In [11]:
import numpy as np
from scipy import stats

# Initialize the bandits with alpha and beta values for Beta(1,1) prior
def initialize_bandits(num_bandits=3):
    alphas = np.ones(num_bandits)  # Alpha values
    betas = np.ones(num_bandits)   # Beta values
    return alphas, betas

# Update the alpha and beta values of the chosen bandit based on the outcome
def update_posterior(chosen_bandit, success, alphas, betas):
    if success:
        alphas[chosen_bandit] += 1
    else:
        betas[chosen_bandit] += 1
    return alphas, betas

# Run the simulation for a specified number of rounds
def run_simulation(num_rounds=100, true_success_rates=[0.3, 0.5, 0.7]):
    alphas, betas = initialize_bandits(len(true_success_rates))
    
    for _ in range(num_rounds):
        # Sample from the posterior of each bandit and pick the one with the highest sample
        samples = [stats.beta(a, b).rvs() for a, b in zip(alphas, betas)]
        chosen_bandit = np.argmax(samples)

        # Simulate the outcome based on the true success rate of the chosen bandit
        success = stats.binom(n=1, p=true_success_rates[chosen_bandit]).rvs(size=1) == 1
        alphas, betas = update_posterior(chosen_bandit, success, alphas, betas)

    return alphas, betas

# Running the modified simulation
alphas_modified, betas_modified = run_simulation()

# Display the final beliefs for each bandit and the PDF value at 0.5
for i, (a, b) in enumerate(zip(alphas_modified, betas_modified)):
    bandit_beta = stats.beta(a, b)
    print(f"Bandit {i+1}: Beta({a}, {b})")


Bandit 1: Beta(4.0, 7.0)
Bandit 2: Beta(8.0, 7.0)
Bandit 3: Beta(61.0, 19.0)


Bandits are initialized with uniform beliefs about success rates (Beta(1,1) distributions).Then, I set "The 'Red' one" to Bandit 1; "The 'Blue' one" to Bandit 2; and "The 'Other' one" to Bandit 3. In each round, a bandit is selected based on sampling from these Beta distributions, balancing between trying new options and choosing the best-known option.
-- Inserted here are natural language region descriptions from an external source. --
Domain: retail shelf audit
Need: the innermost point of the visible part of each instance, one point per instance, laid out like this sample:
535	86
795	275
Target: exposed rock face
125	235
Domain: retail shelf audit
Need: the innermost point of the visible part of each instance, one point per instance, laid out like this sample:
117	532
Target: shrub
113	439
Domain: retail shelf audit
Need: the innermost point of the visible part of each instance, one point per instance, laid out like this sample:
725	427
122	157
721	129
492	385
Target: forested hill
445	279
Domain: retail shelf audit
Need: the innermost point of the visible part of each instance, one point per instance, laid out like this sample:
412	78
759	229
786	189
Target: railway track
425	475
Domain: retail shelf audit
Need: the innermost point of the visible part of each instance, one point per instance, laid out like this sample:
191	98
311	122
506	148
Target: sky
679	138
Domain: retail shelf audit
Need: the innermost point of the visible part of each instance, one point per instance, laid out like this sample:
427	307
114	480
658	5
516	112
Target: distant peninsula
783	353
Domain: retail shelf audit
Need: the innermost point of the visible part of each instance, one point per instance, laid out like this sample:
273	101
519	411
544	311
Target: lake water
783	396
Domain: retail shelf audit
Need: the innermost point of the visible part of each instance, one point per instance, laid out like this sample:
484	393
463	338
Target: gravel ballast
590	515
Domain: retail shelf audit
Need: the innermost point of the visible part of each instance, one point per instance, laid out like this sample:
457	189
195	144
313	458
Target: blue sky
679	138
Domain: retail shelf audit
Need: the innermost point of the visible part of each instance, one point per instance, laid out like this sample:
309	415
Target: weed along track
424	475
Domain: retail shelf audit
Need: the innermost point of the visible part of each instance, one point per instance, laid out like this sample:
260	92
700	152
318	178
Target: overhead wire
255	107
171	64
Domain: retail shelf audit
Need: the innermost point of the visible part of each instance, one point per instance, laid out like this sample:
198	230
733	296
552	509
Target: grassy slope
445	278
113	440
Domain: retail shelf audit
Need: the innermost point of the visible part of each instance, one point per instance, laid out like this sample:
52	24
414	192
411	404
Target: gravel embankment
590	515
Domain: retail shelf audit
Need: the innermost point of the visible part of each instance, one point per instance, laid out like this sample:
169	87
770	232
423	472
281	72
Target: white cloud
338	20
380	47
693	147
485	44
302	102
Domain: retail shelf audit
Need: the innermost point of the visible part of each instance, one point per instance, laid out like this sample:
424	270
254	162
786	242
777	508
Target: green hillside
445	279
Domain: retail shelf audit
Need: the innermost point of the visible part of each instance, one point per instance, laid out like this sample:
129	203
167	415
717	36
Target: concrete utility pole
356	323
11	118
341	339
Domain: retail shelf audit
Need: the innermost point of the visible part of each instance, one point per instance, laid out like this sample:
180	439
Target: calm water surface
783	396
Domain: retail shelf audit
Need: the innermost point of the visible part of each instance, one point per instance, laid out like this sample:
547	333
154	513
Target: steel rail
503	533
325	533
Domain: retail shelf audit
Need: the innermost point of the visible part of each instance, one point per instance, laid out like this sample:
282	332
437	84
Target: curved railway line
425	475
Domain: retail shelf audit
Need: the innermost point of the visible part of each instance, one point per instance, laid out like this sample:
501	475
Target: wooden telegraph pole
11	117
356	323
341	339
After choosing a bandit, its success or failure is simulated, and the corresponding Beta distribution is updated to reflect this new information. The simulation provides the final updated Beta distributions for each bandit, indicating our beliefs about their success rates after all trials. By analyzing the final posterior distributions, we can infer the Bandit 3 is most likely to be the best choice based on the accumulated data.